Cable giant Comcast will start selling cellphone plans called Xfinity Mobile in the coming months, using a network it's leasing from Verizon.
Unlimited data, talk and text will be available by mid-year for $65 per line for up to five lines, or $45 per line for customers with Comcast's top X1 packages, which bundle together TV, internet and phone services. Alternatively, customers can opt to pay $12 per gigabyte each month.
Xfinity Mobile will launch on Verizon's airwaves as part of a 2011 agreement between the two companies. It will employ Comcast's 16 million Wi-Fi hotspots within its footprint, allowing customers to automatically switch onto Wi-Fi from 4G LTE.
"We're doing mobile differently by bringing our customers the best networks and a product designed to save them money in an increasingly data-driven world," said Greg Butz, president of Comcast Mobile. "Mobility is more important than ever to consumers, so we've designed Xfinity Mobile the way mobile should be - a simple solution for internet and entertainment in and out of the home."

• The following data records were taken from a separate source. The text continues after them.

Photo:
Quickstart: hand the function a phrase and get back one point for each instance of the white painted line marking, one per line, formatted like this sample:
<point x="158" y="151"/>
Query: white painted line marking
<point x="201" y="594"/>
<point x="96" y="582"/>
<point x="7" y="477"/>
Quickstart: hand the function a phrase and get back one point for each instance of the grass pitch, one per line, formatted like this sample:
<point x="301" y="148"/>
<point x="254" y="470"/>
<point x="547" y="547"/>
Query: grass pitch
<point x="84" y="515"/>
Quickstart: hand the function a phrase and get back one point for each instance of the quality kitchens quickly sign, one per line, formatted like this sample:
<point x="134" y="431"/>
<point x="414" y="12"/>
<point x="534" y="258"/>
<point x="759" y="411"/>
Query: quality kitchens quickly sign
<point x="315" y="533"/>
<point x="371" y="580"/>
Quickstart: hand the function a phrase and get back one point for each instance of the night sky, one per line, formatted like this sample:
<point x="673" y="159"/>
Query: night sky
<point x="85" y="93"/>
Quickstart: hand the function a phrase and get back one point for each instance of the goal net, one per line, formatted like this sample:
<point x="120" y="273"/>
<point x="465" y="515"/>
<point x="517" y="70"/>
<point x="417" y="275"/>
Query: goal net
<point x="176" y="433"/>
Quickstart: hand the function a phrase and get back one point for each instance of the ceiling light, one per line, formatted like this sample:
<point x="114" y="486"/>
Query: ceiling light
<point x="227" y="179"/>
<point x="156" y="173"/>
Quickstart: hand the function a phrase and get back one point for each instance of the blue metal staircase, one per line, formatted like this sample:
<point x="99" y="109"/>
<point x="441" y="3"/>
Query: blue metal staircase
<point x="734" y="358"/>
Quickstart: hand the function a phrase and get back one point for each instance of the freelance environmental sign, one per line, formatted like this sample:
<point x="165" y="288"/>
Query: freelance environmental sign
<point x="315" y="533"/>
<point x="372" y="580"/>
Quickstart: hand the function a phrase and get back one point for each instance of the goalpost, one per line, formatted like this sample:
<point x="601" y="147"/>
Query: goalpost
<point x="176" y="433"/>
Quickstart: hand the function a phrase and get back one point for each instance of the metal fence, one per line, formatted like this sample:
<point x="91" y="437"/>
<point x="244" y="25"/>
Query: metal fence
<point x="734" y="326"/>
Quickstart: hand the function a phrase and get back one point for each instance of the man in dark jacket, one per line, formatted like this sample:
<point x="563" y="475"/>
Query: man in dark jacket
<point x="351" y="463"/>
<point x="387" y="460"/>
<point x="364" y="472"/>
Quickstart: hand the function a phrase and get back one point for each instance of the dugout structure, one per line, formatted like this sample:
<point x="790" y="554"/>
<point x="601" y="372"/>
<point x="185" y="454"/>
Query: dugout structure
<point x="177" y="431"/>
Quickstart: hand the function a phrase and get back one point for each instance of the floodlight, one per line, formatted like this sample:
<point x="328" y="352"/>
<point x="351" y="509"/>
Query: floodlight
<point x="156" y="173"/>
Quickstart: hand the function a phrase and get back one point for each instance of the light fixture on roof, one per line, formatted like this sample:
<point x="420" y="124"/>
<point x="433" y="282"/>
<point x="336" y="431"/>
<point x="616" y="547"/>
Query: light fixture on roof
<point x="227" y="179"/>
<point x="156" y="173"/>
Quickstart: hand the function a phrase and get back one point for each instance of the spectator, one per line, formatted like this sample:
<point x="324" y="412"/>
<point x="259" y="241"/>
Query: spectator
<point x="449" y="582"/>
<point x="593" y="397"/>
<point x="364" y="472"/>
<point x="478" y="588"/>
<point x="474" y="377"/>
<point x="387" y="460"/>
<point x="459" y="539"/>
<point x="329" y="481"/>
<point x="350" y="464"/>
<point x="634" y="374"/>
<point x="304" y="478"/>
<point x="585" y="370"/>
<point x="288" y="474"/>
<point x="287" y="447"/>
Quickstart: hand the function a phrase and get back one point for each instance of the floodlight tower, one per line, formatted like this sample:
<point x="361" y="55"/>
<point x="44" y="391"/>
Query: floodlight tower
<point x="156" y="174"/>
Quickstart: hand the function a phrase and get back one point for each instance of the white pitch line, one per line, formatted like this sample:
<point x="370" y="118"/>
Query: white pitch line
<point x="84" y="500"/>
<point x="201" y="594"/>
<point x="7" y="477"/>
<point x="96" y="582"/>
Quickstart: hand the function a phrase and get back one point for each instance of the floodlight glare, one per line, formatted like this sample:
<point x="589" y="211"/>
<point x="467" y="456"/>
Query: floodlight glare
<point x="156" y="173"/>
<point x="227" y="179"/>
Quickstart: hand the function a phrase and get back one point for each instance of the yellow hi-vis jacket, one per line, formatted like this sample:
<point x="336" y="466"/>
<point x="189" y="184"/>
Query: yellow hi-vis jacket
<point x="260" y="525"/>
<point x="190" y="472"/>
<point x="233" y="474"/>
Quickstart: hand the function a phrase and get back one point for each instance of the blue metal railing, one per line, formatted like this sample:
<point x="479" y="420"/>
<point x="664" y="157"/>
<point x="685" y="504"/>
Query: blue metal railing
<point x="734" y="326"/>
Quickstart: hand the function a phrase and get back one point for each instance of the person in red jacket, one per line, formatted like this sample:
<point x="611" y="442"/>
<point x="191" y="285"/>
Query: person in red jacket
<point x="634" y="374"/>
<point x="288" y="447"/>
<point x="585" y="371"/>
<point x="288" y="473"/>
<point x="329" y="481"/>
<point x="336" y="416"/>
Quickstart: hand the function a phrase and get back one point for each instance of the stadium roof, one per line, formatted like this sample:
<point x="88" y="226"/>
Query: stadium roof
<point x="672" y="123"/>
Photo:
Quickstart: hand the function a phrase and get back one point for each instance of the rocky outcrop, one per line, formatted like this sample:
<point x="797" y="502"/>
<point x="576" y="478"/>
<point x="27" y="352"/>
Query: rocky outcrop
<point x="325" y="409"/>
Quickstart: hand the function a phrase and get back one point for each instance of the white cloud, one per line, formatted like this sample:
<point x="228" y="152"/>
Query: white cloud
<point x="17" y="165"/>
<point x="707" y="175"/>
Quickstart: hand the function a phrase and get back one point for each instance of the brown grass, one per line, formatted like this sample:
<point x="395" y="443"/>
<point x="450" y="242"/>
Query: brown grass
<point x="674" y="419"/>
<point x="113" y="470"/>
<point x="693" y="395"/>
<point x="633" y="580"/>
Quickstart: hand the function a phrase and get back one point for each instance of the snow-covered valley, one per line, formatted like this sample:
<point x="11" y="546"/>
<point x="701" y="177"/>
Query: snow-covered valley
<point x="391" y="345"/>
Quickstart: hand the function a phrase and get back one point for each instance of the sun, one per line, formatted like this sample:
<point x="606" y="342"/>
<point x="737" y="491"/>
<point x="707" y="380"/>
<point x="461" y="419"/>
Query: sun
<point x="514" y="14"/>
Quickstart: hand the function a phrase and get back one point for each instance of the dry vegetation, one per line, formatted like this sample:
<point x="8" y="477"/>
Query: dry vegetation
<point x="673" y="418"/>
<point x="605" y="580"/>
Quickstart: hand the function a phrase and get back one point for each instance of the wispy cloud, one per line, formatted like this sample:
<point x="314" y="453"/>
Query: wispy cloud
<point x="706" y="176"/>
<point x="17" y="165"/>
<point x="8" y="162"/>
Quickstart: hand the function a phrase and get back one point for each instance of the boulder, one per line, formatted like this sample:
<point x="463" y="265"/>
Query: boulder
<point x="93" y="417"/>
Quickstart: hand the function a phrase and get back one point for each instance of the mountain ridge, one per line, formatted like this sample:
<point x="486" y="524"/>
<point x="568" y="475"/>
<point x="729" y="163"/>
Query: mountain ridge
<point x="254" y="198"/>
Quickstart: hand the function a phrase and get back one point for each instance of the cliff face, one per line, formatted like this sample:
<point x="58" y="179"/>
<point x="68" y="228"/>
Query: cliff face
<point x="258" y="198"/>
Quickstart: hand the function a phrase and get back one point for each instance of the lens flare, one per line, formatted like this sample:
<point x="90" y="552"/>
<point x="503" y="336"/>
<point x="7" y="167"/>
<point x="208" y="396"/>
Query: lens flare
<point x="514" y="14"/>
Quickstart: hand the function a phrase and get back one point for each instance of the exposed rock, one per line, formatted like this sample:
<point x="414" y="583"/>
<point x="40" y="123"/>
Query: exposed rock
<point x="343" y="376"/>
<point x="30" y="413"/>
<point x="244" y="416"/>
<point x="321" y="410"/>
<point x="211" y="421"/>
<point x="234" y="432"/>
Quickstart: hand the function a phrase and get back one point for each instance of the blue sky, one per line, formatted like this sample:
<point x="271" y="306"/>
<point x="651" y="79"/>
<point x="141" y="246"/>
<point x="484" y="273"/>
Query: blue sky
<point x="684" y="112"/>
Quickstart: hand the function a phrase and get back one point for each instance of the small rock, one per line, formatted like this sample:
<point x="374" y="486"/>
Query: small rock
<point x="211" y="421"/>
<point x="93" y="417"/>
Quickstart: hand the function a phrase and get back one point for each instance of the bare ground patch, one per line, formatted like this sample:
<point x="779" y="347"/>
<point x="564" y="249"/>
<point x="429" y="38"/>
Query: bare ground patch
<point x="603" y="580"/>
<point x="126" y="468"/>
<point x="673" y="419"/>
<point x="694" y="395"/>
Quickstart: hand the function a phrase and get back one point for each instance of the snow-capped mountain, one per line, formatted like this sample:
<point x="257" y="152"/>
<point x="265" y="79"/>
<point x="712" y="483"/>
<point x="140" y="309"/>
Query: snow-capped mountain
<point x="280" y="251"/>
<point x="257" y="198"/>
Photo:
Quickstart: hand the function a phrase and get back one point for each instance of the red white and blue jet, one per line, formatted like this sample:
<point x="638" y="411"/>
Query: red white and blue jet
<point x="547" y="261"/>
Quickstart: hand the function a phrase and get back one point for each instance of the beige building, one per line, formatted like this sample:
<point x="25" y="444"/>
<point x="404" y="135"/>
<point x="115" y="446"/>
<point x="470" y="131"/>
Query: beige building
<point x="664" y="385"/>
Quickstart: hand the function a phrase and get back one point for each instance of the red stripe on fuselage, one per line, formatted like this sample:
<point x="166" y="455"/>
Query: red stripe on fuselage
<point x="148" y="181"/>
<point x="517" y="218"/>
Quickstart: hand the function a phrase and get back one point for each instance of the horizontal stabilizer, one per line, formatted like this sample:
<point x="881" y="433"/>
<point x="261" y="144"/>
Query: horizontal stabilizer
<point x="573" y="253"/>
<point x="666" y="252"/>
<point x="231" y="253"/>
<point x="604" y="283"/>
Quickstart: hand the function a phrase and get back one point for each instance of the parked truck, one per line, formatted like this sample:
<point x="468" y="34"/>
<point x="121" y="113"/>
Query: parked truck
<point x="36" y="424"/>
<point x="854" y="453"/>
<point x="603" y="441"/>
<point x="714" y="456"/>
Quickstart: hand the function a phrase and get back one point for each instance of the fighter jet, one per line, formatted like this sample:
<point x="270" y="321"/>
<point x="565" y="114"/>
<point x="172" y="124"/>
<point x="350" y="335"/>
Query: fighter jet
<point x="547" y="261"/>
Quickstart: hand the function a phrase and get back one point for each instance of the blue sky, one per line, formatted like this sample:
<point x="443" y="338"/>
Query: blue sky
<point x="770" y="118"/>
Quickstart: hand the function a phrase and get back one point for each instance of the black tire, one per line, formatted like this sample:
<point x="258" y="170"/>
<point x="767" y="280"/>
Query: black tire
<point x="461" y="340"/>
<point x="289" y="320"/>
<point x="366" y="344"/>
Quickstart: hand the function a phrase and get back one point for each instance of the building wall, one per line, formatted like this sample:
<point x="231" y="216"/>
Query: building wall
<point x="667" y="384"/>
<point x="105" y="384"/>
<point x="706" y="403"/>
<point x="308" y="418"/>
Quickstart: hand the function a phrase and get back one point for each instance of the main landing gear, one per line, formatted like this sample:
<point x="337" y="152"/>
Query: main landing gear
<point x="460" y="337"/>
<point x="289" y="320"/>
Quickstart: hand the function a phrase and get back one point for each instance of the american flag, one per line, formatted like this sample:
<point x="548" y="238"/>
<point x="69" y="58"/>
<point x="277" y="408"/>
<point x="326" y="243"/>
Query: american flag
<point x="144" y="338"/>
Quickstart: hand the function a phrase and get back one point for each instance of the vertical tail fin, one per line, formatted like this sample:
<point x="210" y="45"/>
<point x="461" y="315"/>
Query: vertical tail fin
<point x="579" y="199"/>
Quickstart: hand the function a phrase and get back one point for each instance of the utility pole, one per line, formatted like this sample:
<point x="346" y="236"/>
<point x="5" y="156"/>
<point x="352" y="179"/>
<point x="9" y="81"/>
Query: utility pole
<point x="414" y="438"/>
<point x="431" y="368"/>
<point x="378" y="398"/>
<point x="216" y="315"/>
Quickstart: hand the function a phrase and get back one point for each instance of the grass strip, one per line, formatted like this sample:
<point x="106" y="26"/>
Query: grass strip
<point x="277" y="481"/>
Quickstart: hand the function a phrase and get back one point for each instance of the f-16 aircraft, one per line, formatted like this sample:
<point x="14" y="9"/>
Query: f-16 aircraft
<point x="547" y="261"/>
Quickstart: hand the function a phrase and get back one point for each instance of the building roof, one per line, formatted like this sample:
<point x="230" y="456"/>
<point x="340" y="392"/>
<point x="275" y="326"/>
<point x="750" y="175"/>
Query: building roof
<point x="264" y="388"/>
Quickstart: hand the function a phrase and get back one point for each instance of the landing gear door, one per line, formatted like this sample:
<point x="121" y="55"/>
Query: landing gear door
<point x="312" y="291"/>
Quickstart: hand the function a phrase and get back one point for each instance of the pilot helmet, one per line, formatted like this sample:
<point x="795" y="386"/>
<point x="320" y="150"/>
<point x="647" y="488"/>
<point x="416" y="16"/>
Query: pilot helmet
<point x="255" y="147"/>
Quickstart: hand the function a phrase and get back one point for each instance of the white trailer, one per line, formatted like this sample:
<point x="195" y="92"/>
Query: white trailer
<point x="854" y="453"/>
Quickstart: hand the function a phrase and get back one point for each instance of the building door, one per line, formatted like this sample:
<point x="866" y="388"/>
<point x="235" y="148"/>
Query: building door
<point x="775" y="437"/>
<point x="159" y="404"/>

In recent months, the four major U.S. wireless carriers - Verizon Communications, AT&T, T-Mobile US and Sprint - have offered unlimited data plans ranging from $50 a month for a single line to $90 a month.
Comcast rival cable provider Charter Communications is also planning to launch a wireless service in 2018.
Comcast will limit the service's rollout to customers within its footprint, which includes major markets like Philadelphia and Chicago. It will initially be available only to subscribers who have Xfinity broadband service.
The wireless service will be available on Apple's iPhones as well as the Samsung Galaxy phones.
The service Comcast is selling will be essentially the same as a Verizon plan, though Comcast will reduce speeds on unlimited plans after 20 gigabytes.
Comcast's pay-per-gigabyte approach is similar to what Google is doing with its wireless service, Google Fi. Both plans charge them only for what they use.